Why do you not judge for yourselves what is right? (Luke 12:57)
I remember in Catholic grade school we were taught” let your conscience be your guide”. In those days I imagined an angel sitting on my left shoulder and the devil sitting on my right. The angel saying to me No! Carl No! and the devil encouraging me saying Go! Carl Go! Today, I have an adult version of the meaning of conscience. Conscience is the final practical judgment determining which actions are morally right or wrong; that is, which actions will fulfill a person and meet human needs in a balanced manner. Conscience comes from two Latin words “cum scientia” which means “with knowledge.” Conscience doesn’t mean flying by the seat of your pants or “a do-your-own-thing approach” to conscience.
“Why do you not know how to interpret the present time…judge for yourselves what is right” (verses 56, 57). How should you and I go about discerning what is right? We said the literal meaning of conscience is with knowledge. So here are the steps for discerning what is right: 1) Knowledge of the scriptures.

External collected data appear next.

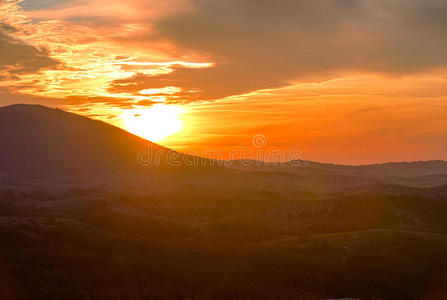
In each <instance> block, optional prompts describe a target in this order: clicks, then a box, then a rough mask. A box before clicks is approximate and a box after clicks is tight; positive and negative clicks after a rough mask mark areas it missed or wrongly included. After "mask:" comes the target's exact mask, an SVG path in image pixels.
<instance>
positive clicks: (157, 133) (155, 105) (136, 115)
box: [121, 103, 184, 142]
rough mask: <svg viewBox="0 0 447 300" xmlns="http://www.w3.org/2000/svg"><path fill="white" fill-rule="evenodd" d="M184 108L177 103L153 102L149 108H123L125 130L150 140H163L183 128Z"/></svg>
mask: <svg viewBox="0 0 447 300" xmlns="http://www.w3.org/2000/svg"><path fill="white" fill-rule="evenodd" d="M183 113H184V109H183V108H182V107H180V106H177V105H166V104H162V103H159V104H155V105H153V106H151V107H149V108H137V109H126V110H123V114H122V115H121V120H122V124H123V127H124V129H125V130H127V131H129V132H131V133H133V134H135V135H138V136H140V137H142V138H145V139H147V140H150V141H152V142H163V141H164V140H166V138H167V137H169V136H171V135H173V134H174V133H177V132H179V131H180V130H181V129H182V128H183V120H182V119H181V116H182V114H183Z"/></svg>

Paul says” live in a manner worthy of the call you have received…with humility, gentleness, patience, compassionate love through the bond of peace.” ((Ephesians 4: 1-3) 2) Knowledge of the Catholic Church’s teachings pertaining to the issue you are trying to resolve. 3) Knowledge of scientific or essential elements of the issue you are trying to determine right or wrong. 4) A relationship and prayer life with God. 5) Being sincere; acknowledging your faults, failings and asking forgiveness 6) Being community minded and loving your neighbor as yourselves.
These six sources are the criterion for determining the answer to the question: Am I doing right? The tendency is to choose one source as a determinant of morality such as prove it to me from the bible.” We need all six in our search for truth and discerning what is right. Conscience formation is a lifelong journey. O Lord, grant me the grace and wisdom to judge what is right and holy.
Carl Middleton is a theologian/ethicist and a member of the Passionist Family.